In November 2010, the National Heart, Lung, and Blood Institute celebrated the 100th year anniversary of the discovery of sickle cell disease (SCD) in the United States by hosting the Herrick Symposium. Despite progress in the past 100 years, there is just one treatment available (hydroxyurea) and, while SCD is no longer considered only a disease of children, patients' life spans remain severely shortened (42 and 48 years, respectively, for males and females).1 With restrictions in residency hours and hospitals efforts to contain costs, hospitalists are increasingly being called upon to manage inpatient care for adults with SCD during their hospitalization. With the Centers for Medicare and Medicaid Services' recent plans to penalize hospitals with 30‐day readmission rates in excess of expected, hospitalists should address the challenges they face in providing care to adults with SCD and identify strategies to successfully meet them.

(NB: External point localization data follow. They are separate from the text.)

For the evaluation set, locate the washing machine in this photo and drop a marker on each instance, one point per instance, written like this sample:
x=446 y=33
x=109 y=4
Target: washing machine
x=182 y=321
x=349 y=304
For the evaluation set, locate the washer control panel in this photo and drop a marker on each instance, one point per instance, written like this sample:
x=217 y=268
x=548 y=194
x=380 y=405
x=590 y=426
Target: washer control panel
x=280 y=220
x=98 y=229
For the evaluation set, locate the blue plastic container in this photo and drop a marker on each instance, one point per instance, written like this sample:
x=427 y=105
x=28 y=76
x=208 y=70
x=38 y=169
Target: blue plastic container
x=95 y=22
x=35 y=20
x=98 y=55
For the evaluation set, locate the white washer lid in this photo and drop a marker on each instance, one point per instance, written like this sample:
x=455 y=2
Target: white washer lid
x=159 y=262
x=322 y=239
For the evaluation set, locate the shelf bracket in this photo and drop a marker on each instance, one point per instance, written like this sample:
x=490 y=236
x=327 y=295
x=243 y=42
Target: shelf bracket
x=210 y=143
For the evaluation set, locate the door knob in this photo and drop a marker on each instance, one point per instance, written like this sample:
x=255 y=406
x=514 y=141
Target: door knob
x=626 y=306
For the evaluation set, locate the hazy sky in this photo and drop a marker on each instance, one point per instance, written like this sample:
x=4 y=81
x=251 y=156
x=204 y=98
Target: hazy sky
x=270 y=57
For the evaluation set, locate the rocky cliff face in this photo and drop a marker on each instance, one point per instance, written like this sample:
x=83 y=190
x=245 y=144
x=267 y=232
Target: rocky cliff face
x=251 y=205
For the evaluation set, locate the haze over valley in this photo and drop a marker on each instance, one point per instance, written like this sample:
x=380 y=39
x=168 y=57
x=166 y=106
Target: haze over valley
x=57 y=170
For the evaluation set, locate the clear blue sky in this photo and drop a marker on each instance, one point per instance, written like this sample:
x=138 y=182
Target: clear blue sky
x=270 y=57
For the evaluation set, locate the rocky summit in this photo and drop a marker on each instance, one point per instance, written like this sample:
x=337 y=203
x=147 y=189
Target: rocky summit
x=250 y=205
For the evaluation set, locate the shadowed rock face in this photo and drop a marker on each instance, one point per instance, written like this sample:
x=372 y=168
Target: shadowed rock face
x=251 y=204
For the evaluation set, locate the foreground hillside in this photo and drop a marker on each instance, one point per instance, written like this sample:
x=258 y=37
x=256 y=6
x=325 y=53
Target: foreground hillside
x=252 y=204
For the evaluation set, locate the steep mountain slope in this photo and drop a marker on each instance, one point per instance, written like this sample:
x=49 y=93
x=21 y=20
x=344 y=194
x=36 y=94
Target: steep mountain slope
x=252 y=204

In this issue of the Journal of Hospital Medicine, Carroll and colleagues examined data from the California State Inpatient Database provided by the Healthcare Cost and Utilization Project (HCUP) for persons with International Classification of Diseases, Ninth Revision (ICD‐9) codes for SCD.2 They characterized patterns of hospital use during a 4‐year study period. Records for all patients, age 13 and older, with an admission for an SCD ICD‐9related cause were included. Patients with 4 or more hospitalizations in a 12‐month period were classified as having high hospital utilization, and 25% of the 1879 different patients evaluated fell into this category. A general perception exists that most persons with SCD have high hospital utilization, but data from Carroll et al. challenge this perception.2

While 1 in 4 patients in the cohort had high hospital utilization, why were not even more able to stay out of the hospital? Characteristics of these high utilizers shed light on contributing factors. Many patients died in the hospital (6.6%), consistent with research by others who also demonstrated the high risk of death associated with rehospitalization among patients with SCD.3, 4 In a prospective cohort study of 71 adults with either 70 hospital days or 6 admissions in a 12‐month period, 15% of the cohort died within a 24‐month study period.3 Patients with the highest number of hospital days, and those suffering from depression, were at highest risk of death. A separate prospective, longitudinal, 4‐year cohort study of adults with sickle cell anemia found an overall mortality of 14%.4 Mortality for those readmitted within 1 week of a painful crisis was 20%, compared to 11% for others in the cohort. High hospitalization use and hospital readmissions should be seen as worrisome markers of high risk for death, and patients should be carefully evaluated for life‐threatening complications, and not assumed to be purely drug seeking.

Why do some patients with SCD experience high readmission rates and mortality? Such patients with frequent hospitalizations have been found, in fact, to be sicker, and Carroll's research confirms that high utilizers were more likely to have comorbidities (acute chest syndrome, aseptic necrosis, renal disease) and complications (sepsis, pneumonia, pulmonary embolus, diabetes, mood disorders, and cocaine and alcohol use).2 Fortunately, high utilization appears to moderate over time for most patients, but those with persistent high utilization were more likely to have sepsis and mood disorders. Aisiku and colleagues studied a cohort of adults with SCD, in Virginia, in which emergency department (ED) utilization provided additional evidence for the association of high utilization with worse outcomes.5 Patients with 3 or more ED visits in 1 year were found to have lower hematocrits and higher white blood cell counts, to require more blood transfusions, and to report more pain, more pain days, more pain crises, and a worse quality of life. It is clear that patients with high hospital utilization are sicker and at an increased risk of death. While enlightening, this data does not tell the entire story.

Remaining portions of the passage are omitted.